Jack McKee: "There's a danger with feeling too strongly about your patients, a danger with becoming too involved." - played by William Hurt in The Doctor (1991)
In the film The Doctor, William Hurt plays a surgeon who doesn't care about his patients, he cares about the medicine. Everything changes when he becomes a cancer patient and has to deal with people just like himself.
Something that some healthcare professionals seem to lose touch with over the years is their sense of empathy.
Having the ability to relate to your patients and touch base with them on their concerns is key to running a successful and reputable medical facility. We can all relate to the experience we’ve had with that one doctor that just made us feel guilty for taking up his or her time, avoided eye contact, and seemed to rush in and out of the room before quickly handing over a bill for you.

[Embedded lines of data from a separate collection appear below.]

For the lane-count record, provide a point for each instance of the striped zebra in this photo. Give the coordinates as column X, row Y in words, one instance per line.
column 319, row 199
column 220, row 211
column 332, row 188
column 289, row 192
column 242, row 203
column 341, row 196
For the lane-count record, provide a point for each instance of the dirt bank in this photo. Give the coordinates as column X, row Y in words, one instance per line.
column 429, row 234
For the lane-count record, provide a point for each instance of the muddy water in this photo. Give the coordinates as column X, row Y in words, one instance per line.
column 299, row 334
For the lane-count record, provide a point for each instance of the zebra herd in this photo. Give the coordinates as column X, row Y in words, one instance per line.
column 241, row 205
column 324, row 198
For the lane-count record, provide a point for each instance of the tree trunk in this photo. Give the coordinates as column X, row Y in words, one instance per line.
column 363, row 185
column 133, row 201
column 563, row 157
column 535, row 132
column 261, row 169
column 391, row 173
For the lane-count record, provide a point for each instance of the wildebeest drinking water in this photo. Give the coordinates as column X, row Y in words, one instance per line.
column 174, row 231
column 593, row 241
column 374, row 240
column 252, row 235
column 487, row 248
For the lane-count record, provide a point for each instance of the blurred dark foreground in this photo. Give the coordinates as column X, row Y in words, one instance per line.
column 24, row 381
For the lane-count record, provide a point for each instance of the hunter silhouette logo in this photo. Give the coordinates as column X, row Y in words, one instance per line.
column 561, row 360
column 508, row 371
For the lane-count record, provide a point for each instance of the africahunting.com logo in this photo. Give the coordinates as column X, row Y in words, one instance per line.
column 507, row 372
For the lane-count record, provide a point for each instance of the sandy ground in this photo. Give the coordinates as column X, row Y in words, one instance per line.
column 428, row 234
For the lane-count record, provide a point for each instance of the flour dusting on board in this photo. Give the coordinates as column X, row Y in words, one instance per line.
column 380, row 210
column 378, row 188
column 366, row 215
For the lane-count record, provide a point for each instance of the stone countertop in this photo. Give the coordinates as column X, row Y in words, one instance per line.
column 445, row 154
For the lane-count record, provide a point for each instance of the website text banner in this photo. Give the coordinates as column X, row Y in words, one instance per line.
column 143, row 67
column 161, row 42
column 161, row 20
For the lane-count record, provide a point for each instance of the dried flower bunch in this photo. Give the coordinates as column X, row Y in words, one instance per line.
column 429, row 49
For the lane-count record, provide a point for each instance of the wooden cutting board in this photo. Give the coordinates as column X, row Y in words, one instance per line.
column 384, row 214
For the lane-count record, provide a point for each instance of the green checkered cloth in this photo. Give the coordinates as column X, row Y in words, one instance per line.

While it's unfortunate, you can use these negative experiences to build your practice into something great.
- Focus on your personal skills and bedside manner with your patients.
- Think of how you would like to be treated as a patient, and make it happen for yours.
- Remember what you got into the medical field to do: help people.
When you take a moment to slow down and speak to your patients one-on-one with an empathetic mindset, you will be surprised at the connections made and immediate gratitude you will receive.
You might not be as overtly unsympathetic as Jack McKee, but, in the rush to see patients and fill out paperwork, sometimes the humans get left behind.